Krystyna Janda najwidoczniej planuje zmienić zawód i zamiast aktorką – zostać feministką na pełen etat. Postanowiła odwołać swój udział w spektaklu, aby móc wraz z innymi pro-aborterami uczestniczyć w „Strajku Kobiet Polskich”.

„Szanowni Widzowie, bardzo mi przykro, muszę zawiadomić że 3 października 2016 roku, nie zagram spektaklu Maria Callas. Master Class. Postanowiłam solidarnie przyłączyć się do jednodniowego Strajku Kobiet Polskich” – napisała na swoim facebooku aktorka.

Protest, który ma mieć miejsce 3 października, rzecz jasna nie ma zamiaru w jakikolwiek sposób bronić kobiet. Ma natomiast na celu podsycanie agresji wobec realizacji anty-aborcyjnej ustawy, pod której projektem podpisało się pół miliona Polaków. Nawoływanie do możliwości uśmiercania dzieci nienarodzonych jest dla Jandy istotniejsze, niż obowiązki zawodowe. Co więcej – celem owego „strajku” dla wszystkich kobiet jest to właśnie, by tego dnia porzucić swoje obowiązki i wyjść na ulice. Feministki, które stoją za jego organizacją, nawołują do tego w Internecie.
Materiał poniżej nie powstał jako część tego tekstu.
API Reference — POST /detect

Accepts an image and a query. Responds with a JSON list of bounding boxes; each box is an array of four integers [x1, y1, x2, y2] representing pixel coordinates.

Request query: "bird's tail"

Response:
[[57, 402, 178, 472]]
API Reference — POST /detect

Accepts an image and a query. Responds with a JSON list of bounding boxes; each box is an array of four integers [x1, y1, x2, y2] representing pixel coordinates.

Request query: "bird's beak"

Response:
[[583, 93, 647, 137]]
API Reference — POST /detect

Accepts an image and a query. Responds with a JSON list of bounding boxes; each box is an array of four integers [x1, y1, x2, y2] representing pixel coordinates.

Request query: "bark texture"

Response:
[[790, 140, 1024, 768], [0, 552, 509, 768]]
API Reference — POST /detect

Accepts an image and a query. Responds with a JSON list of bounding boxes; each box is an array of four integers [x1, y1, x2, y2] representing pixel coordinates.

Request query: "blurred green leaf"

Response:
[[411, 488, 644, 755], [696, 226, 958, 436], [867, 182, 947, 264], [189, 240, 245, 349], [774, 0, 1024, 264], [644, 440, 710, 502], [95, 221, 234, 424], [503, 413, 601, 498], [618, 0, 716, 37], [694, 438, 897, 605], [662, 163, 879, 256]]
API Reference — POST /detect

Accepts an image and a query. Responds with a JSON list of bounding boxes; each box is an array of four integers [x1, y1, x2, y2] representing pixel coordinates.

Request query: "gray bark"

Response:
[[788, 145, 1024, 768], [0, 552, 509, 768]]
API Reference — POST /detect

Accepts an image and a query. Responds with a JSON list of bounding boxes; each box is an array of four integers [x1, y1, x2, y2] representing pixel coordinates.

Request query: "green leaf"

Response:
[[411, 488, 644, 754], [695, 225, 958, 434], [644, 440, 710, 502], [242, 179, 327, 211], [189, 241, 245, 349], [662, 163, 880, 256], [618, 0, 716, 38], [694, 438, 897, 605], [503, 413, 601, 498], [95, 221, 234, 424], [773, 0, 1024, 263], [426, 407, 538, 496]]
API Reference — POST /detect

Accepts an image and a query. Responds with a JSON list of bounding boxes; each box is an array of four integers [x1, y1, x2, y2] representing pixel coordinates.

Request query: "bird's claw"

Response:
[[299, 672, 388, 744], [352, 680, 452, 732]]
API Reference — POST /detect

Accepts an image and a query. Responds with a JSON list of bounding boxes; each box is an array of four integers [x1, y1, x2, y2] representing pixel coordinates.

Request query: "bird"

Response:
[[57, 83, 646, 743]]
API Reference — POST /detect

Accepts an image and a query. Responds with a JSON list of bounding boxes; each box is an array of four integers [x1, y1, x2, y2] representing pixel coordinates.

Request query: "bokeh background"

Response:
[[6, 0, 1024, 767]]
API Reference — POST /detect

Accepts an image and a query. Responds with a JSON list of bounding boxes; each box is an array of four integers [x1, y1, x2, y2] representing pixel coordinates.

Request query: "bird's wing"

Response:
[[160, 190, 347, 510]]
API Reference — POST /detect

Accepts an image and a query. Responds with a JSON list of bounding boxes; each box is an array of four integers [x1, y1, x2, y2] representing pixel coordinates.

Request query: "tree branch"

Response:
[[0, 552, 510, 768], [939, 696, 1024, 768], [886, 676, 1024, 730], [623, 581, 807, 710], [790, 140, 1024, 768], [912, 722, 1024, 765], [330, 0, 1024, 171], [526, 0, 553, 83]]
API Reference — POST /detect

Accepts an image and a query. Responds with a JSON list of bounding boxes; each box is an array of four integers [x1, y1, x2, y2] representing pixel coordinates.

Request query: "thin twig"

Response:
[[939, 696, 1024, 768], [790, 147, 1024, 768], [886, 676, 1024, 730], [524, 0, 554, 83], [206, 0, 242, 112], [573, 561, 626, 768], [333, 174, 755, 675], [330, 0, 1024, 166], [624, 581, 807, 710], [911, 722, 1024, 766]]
Wyobraźmy sobie larum, jakie podniosłyby środowiska i media lewackie, gdyby przeciwnicy mordowania dzieci w łonach matek zamiast pracy – wyszliby na ulice polskich miast z transparentami „STOP ABORCJI”! Miejmy nadzieję, że pracodawcy skutecznie wybiją z głowy ten pomysł wszystkim, którzy zamiast swoich obowiązków mają zamiar wybrać lewacką pikietę.